Overall I really enjoyed this book and I liked the connection between Witherall’s real life and the fiction he writes as throughout the story comments are made by characters which draw attention to the parallels. The opening chapter in particular helps set this up for the rest of the novel as Witherall and Mrs Mullet have an amusing metafictional discussion about the genre he writes in. For example, in the Haseltine novels there is a character called faithful Frank who aids Haseltine and both of Witherall’s “getaway drivers” to differing extents take on this role. One in fact says, ‘if you must play Haseltine, you’d better let me play Frank’. The humour in this novel is brilliant as Taylor uses a variety of forms but is careful to make her narrative style humorous without being over the top. Moreover, the characters themselves were not particularly exaggerated and their ordinariness enhanced the humour of the tale. Not everyone is in agreement with me though as a critic called Dilys Winn said that ‘these books don’t make all that much sense, but they go a long way in proving that making sense is immaterial – a guffaw is more vital.’ I massively disagree with this comment as it does a big injustice to Taylor’s work.
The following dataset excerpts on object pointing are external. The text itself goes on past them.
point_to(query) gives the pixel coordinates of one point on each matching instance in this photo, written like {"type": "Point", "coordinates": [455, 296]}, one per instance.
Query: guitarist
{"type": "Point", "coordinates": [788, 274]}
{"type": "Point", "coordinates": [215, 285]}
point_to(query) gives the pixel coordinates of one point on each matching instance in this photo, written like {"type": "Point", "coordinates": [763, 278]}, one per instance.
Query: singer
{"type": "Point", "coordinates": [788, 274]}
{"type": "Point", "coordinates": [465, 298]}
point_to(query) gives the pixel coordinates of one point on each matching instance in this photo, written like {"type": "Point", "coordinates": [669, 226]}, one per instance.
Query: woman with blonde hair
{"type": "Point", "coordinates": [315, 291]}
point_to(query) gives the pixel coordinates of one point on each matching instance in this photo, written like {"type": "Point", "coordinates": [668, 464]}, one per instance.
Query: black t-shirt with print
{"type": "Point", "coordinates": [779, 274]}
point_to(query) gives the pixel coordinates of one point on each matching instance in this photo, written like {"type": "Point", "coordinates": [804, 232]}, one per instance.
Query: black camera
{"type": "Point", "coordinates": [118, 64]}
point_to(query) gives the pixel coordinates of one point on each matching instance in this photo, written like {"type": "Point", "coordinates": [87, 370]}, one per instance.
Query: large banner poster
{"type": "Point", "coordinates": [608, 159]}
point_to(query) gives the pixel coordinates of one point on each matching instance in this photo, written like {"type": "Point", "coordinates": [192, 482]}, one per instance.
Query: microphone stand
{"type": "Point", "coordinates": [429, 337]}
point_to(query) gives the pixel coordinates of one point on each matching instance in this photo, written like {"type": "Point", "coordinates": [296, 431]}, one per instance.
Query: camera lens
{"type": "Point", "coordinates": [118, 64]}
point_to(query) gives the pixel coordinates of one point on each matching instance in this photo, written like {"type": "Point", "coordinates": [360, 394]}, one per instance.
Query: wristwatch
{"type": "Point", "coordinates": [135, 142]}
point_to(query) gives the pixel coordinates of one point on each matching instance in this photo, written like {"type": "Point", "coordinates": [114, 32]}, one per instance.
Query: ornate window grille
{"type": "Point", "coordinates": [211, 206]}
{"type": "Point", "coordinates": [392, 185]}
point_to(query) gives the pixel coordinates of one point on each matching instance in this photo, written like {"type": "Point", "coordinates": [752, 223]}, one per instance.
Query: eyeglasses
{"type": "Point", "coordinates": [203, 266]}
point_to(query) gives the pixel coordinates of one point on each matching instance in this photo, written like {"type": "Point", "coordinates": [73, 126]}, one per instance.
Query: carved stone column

In terms of plausibility yes this book is not that realistic, but then a lot of crime fiction is not and I don’t think Taylor ever planned for this book to be so. However, this does not mean that the plot itself doesn’t make sense, for that you need to read Harry Stephen Keeler’s work such as The Riddle of the Traveling Skull (1934). There was no point in this novel where I was confused or unsure of what was happening and I loved seeing Witherall react to the different obstacles he comes up against. Winn goes on to suggest that Taylor’s Witherall books do not have plots but move from incident to incident, which again I found to be an erroneous statement as having read truly episodic novels The Iron Clew does not fit this category.
So with a top rating from me I would definitely recommend this book and I look forward to reading other novels by Taylor.